Tout un symbole, cette photographie. Antonio et Fradique posent en chemises et bijoux créoles. Leurs jambes sont cachées par une végétation tropicale, leur tête se trouve au nord sur fond de forêt de feuillus. L'Afrique et l'Europe réunies dans une même musique. Dans une même fratrie. Voici l'histoire d'une migration réussie. Enfance à Sao Tomé-et-Principe, cette ex-colonie portugaise, archipel lilliputien, planté au large du Gabon. Etudes en vidéo et multimédia à Lisbonne. Passage en France, puis retour dans la métropole lusophone si dynamique musicalement.

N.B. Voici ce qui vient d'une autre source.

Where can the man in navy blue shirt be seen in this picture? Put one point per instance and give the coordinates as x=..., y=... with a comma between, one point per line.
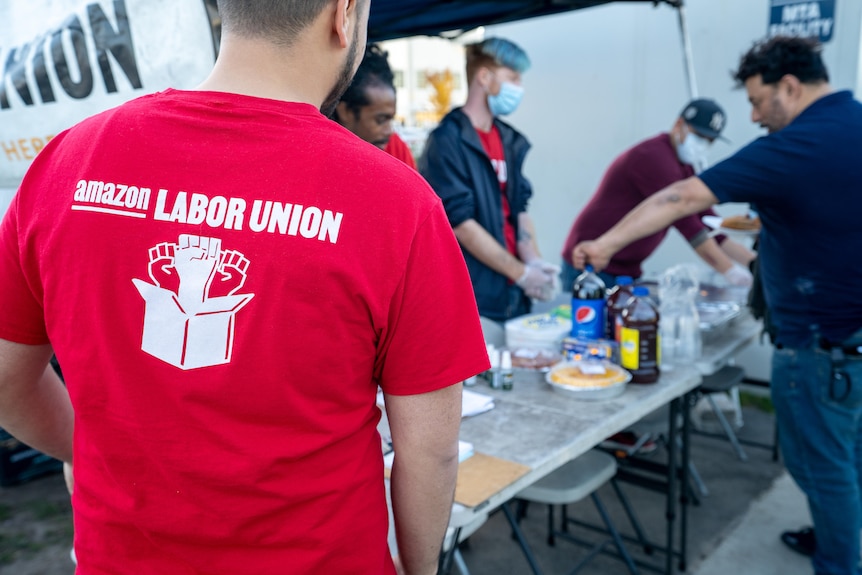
x=805, y=181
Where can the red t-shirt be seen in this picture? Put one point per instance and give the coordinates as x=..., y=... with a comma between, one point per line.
x=224, y=303
x=494, y=148
x=633, y=176
x=397, y=148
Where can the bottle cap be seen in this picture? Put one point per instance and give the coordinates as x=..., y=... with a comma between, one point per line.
x=506, y=360
x=495, y=359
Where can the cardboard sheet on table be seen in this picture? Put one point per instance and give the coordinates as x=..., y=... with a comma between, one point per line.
x=481, y=476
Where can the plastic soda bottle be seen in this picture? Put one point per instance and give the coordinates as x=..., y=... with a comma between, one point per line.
x=618, y=297
x=588, y=305
x=639, y=337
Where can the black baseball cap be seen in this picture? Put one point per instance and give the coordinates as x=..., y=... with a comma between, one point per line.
x=705, y=117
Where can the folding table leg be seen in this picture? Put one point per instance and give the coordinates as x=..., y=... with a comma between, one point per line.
x=522, y=541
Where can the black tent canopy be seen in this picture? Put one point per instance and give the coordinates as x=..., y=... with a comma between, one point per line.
x=400, y=18
x=390, y=19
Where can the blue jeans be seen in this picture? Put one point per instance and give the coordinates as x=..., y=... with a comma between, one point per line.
x=820, y=431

Voici Calema, fantastique duo vocal initié dès l'enfance par les frères Mendes Ferreira. Aujourd'hui, le cadet, Antonio a 28 ans et l'aîné Fradique 33 ans. Et chacun possède une voix d'or.
Une culture métissée
"A Nossa Vez" a été la chanson portugaise la plus visionnée depuis que YouTube existe: 77 millions de vues pour cette histoire d'amour d'enfance retrouvée entre une fille à la peau claire et un beau gars noir dans une banlieue lisboète. Un conte? Encore un symbole. Et un message: "Nous nous considérons comme portugais ainsi bien que santoméens. Le Portugal d'aujourd'hui, c'est une culture métissée, des gens venus d'ailleurs, notamment des anciennes colonies. Et c'est précisément cette fusion qui nourrit la musique et rend passionnante la scène culturelle portugaise", expliquent Antonio et Fradique.
Ce n'est pas la chanteuse cap-verdienne Mayra Andrade qui les contredira. Elle qui a également quitté Paris pour retrouver Lisbonne et enregistrer là un bijou d'album taillé dans les nouvelles tendances musicales africaines. Et que l'on songe aussi à l'énergique et fantastique chorégraphe Marlene Monteiro Freitas dont les créations s'abreuvent à cette vivifiante source créole.
"Te amo", 18 millions de vues sur YouTube
"Nous avons débuté sur les places et de village, sur les plages, à l'âge de 12 ans. On chantait les musiques de Sao Tomé-et-Principe tout en rêvant de chansons brésiliennes. Les Etats-Unis? On n'y pensait pas", se souvient Fradique. Dans le clip de la chanson "Te amo", encore un tube avec près de 18 millions de vues sur YouTube, on peut voir les deux frangins filmés en super 8. Nous sommes au siècle passé, deux beaux gosses chantent à la tierce un hommage à l'artiste Camilo Domingos qui venait de décéder. Les musiques de Sao Tomé: semba, merengue, kompas, soukouss, kuduro… tout ce que fait rouler les hanches du côté des Angolares.
Les dernières secondes de "Te amo" se veulent aussi un hommage: aux musiques du sud et aux humains qui les ont portées, jouées, chéries, du groupe Africa Negra (au fait plongez-vous dans la compilation "Léve Léve" récemment publiée par le label genevois Bongo Joe, en prise directe avec l'archipel de Sao Tomé et Principe, c’est une bombe à danser) à Cesaria Evora et Bonga, embrassant Cap-Vert, Angola, Guinée-Bissau et Mozambique, les anciens territoires africains du Portugal.
Calema sont des stars dans le monde lusophone. Leur musique est une sorte de soul tropicale (bien) roulée dans les vagues du Golfe de Guinée. Leur nom désigne d'ailleurs les ondulations de la mer.
Eux qui courent les salles prestigieuses (Liceo de Lisbonne, Olympia de Paris) sont déjà venus en Suisse... "pour un festival du chocolat", rigole Antonio. "On a adoré!". Pour mémoire Sao-Tomé-et-Principe est l'un producteurs majeurs de… fèves de cacao. Il pourrait bien devenir le diapason des musiques lusophones. Une belle reconnaissance pour ce petit pays d'à peine 200'000 habitants.